A few other snippets from Schwartz’s piece highlight the unique relationship between the Rockets and their D-League affiliate:
Morey has always seen Rio Grande Valley as a laboratory — a place he can let his analytical freak flag fly in hopes of uncovering some new edge for the Rockets. ...
The local Vipers ownership would continue to run the business side, while Houston took over basketball operations. Grooming prospects would remain a focus, but Morey also saw an opportunity to do more.
Schwartz refers to an article in the Rio Grande Valley paper, The Monitor, in which Todd Mavreles quotes Morey explaining why the Rockets purchased the Vipers:
At the same time it allows us to create a competitive advantage for the Rockets, and the Vipers, I think. We can bring our latest thinking to the Vipers and at the same time work on new strategies and learn about players and learn about potential future staff at the D-League level.
And that’s what they’ve done. If the experiments work, Houston incorporates them. Behind Morey, the Rockets have been at the forefront of turning the D-League into a Major League Baseball-style farm system.
Logic suggests the players who made the experiments succeed should have continued success in the same system. And that’s why players like Daniels who thrived in Rio Grande can survive in Houston.
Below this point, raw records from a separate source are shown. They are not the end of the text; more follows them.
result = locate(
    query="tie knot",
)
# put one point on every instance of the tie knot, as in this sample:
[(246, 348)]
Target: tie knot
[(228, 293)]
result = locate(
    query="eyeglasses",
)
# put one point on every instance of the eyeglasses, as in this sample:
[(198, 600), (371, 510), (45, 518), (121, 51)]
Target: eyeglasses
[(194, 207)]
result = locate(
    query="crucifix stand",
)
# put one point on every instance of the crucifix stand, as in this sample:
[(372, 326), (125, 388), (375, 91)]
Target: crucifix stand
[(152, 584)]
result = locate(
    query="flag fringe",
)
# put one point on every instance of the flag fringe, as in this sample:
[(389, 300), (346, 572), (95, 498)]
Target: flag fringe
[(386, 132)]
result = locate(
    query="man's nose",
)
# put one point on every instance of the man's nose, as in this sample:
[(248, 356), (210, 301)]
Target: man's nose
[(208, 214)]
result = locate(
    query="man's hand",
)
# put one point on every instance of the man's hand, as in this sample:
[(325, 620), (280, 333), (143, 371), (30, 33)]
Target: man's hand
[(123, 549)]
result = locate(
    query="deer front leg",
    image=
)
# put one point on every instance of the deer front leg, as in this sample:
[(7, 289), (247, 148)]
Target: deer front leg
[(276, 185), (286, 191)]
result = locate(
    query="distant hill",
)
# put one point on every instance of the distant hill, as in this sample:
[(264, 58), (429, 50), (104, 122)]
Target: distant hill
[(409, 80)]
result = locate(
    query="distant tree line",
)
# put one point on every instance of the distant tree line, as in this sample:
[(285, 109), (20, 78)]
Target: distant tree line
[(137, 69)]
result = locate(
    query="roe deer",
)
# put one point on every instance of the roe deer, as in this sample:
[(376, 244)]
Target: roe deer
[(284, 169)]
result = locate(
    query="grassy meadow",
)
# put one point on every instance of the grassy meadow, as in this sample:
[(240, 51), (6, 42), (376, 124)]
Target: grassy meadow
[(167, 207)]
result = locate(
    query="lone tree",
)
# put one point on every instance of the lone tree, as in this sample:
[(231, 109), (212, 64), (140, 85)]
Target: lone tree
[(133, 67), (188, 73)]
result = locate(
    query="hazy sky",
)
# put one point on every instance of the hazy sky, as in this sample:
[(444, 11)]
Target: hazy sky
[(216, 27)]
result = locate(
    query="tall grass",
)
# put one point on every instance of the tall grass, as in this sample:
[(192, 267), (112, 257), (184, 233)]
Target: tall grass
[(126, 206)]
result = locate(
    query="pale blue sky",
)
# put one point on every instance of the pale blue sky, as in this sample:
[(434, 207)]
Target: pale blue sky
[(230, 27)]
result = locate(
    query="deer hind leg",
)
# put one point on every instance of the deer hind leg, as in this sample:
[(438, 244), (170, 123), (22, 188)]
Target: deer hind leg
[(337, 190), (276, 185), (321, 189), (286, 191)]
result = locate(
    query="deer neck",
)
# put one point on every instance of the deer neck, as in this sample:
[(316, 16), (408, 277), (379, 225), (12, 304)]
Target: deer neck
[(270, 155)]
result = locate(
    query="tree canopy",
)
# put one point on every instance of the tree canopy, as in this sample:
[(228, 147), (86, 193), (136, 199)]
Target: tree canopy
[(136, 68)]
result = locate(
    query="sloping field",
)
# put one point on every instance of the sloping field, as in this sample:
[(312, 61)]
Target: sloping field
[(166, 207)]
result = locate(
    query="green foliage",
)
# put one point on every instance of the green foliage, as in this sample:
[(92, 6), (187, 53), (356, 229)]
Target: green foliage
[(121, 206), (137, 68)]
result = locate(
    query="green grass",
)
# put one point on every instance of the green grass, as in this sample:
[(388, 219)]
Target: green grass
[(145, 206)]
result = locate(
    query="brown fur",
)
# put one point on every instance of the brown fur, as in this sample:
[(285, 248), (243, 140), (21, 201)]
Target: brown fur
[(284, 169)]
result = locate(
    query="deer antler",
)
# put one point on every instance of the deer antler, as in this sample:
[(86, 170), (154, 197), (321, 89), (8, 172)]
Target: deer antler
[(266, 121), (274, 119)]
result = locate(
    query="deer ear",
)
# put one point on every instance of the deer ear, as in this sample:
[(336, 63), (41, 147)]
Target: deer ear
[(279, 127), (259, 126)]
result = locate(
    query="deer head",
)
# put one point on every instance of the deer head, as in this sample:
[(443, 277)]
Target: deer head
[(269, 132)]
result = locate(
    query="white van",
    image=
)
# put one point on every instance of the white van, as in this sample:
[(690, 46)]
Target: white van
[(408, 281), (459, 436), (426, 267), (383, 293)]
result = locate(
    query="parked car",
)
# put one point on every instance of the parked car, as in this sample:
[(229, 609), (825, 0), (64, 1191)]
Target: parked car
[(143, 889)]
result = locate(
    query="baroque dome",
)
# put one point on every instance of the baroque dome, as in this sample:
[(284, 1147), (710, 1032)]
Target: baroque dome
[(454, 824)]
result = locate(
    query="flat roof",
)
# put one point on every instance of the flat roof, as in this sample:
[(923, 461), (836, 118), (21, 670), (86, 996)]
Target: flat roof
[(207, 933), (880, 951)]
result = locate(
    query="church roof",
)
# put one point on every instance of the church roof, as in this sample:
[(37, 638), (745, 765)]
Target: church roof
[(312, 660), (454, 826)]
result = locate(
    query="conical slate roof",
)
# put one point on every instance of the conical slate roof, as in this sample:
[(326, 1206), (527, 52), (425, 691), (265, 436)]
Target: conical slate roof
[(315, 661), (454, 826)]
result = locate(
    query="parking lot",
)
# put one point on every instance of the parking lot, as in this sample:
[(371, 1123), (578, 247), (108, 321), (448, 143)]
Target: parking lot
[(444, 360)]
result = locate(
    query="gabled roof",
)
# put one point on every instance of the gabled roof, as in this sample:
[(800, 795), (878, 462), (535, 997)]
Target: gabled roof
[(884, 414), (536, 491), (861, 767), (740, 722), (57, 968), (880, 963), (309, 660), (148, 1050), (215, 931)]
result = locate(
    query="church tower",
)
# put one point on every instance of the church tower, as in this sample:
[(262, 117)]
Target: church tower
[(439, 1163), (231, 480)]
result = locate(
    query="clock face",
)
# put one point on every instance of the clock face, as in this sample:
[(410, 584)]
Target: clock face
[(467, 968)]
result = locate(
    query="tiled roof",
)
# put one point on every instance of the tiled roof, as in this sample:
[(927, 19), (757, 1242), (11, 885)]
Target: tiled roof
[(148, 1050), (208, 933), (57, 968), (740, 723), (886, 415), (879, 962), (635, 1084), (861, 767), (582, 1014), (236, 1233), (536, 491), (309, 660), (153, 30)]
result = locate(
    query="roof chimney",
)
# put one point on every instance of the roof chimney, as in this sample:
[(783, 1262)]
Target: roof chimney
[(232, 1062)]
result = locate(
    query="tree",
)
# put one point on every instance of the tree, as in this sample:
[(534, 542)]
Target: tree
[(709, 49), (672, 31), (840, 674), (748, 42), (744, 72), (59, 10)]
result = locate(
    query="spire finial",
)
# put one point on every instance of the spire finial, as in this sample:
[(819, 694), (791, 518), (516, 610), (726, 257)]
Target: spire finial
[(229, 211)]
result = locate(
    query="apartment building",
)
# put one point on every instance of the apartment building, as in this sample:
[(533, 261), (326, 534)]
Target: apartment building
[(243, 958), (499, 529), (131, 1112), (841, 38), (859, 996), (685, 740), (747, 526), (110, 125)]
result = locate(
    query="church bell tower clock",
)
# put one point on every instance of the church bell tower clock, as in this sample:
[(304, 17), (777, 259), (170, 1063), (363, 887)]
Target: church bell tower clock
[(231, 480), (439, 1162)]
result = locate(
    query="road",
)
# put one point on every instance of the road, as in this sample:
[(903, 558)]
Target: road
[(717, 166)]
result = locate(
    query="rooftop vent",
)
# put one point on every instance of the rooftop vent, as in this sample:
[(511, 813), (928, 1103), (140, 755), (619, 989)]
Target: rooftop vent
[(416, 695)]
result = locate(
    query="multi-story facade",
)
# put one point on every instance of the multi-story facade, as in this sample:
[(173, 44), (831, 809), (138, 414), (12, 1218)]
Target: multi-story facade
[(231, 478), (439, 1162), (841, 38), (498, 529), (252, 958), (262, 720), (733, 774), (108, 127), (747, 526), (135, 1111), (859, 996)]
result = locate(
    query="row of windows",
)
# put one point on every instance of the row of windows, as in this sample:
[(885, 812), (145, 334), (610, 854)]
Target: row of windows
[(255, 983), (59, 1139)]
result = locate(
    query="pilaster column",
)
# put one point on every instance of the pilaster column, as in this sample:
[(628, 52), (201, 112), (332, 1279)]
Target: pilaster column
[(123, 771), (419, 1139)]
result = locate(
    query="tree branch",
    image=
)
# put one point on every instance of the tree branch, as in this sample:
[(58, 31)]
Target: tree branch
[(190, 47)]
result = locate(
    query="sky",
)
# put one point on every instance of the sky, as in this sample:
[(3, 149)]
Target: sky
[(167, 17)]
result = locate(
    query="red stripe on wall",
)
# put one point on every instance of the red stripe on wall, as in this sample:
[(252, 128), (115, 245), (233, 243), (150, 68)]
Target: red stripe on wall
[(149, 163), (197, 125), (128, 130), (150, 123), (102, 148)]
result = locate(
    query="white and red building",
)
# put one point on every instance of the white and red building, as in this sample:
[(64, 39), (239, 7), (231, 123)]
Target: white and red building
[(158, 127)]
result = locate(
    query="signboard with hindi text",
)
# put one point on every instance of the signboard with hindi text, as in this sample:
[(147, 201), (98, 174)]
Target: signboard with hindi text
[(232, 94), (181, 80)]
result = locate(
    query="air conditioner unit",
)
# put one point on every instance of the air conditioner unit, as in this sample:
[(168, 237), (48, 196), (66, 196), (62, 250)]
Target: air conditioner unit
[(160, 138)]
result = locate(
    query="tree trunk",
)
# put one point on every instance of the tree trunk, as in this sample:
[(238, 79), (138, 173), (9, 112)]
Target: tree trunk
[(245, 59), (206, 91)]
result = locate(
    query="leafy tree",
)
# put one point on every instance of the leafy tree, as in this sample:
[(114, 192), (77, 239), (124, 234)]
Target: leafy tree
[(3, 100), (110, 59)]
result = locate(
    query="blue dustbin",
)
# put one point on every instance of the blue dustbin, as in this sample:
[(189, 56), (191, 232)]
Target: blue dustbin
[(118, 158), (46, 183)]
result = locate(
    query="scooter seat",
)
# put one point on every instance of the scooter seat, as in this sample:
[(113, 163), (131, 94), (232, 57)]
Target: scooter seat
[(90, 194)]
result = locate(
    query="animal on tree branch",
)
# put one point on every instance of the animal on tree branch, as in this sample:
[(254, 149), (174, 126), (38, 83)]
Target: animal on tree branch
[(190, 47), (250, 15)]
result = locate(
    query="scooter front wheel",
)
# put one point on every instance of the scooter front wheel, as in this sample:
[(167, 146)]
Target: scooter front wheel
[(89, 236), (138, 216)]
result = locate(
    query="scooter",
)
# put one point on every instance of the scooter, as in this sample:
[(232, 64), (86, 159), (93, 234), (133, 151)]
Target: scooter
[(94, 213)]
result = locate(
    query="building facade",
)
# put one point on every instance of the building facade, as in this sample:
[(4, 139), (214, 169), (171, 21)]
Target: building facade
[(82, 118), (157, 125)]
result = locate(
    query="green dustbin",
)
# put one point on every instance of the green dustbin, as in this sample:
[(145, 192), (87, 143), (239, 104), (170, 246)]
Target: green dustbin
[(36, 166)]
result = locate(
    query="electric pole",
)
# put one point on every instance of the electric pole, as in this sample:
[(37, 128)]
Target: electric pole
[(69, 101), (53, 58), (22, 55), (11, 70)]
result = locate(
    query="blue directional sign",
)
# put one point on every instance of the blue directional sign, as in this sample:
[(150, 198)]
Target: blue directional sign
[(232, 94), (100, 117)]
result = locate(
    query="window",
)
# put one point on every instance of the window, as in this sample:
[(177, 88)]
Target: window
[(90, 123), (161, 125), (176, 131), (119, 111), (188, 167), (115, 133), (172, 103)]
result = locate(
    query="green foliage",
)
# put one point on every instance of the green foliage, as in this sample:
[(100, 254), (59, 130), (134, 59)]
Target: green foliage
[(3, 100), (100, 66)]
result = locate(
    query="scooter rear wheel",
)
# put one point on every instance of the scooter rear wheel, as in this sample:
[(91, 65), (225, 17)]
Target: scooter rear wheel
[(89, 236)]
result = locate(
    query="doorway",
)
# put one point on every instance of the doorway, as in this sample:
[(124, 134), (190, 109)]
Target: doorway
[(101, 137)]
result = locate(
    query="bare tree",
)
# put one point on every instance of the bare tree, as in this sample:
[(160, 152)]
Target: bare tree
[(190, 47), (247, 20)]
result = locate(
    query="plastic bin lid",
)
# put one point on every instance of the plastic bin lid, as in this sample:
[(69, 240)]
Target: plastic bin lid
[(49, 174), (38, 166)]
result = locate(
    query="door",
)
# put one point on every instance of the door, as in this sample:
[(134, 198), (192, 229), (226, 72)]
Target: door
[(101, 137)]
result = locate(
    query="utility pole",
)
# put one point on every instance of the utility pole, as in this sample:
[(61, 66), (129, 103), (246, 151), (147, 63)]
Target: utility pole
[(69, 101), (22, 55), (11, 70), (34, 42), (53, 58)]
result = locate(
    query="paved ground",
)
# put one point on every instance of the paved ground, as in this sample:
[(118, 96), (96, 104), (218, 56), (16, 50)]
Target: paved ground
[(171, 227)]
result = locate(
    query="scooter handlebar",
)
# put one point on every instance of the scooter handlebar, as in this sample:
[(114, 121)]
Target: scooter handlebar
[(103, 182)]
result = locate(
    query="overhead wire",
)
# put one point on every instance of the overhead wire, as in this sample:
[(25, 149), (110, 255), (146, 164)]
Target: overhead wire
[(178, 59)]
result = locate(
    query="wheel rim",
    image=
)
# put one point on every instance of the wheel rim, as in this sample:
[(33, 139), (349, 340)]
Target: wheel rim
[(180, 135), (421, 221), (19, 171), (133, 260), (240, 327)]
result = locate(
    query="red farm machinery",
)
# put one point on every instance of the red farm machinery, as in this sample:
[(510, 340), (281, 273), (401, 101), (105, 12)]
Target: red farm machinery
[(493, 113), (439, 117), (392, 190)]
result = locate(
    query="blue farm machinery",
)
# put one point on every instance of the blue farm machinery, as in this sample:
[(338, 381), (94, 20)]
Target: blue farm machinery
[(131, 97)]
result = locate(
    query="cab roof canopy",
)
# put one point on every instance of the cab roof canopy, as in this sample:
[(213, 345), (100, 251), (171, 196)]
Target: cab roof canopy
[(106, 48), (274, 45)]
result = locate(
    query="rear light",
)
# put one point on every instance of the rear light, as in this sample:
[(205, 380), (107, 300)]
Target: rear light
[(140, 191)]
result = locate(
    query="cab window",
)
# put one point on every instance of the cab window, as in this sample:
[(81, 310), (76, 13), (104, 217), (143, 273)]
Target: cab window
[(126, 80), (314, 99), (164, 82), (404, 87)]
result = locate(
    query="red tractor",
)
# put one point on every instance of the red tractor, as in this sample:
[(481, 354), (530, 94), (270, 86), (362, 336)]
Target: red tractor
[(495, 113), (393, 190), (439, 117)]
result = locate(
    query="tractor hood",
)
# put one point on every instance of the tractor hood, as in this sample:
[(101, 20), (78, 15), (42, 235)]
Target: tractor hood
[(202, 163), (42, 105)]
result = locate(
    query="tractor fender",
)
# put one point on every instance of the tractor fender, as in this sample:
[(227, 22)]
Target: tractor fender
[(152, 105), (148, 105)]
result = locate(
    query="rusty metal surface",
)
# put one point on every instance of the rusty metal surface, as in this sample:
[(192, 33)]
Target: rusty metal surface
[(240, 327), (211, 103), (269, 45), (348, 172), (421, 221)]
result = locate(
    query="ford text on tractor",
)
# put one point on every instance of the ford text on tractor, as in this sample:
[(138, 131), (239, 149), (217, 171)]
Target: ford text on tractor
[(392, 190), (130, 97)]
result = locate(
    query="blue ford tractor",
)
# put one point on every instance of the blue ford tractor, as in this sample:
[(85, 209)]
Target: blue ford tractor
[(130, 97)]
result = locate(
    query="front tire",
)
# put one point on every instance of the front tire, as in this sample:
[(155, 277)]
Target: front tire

And if you’re skeptical that Daniels can produce in Houston, you only need to view his shot charts from Rio Grande. Here’s his shot performance:
And here is how the shots were distributed:
Both in terms of where he shoots and his proficiency in making those shots, Daniels is tailor-made to work in Houston’s offense.
I want to be the best shooter. I really do want to lead the league in a shooting category. I want to break records. I want to be a better defender. I want to be able to play at other positions.
Overall, I just want to be more versatile.
And if his history is any indication, he's not just "wanting," he's working. Defense, versatility and shooting: Those are three ways to assure yourself of extra playing time off the bench. Daniels can be a key to a rebuilt bench this season.
If he can continue to do what he’s done his whole life—exceed expectations and shoot—he’ll thrive coming off the Rockets’ dilapidated bench. And in doing so, he’ll prove his Hollywood ending is just the beginning.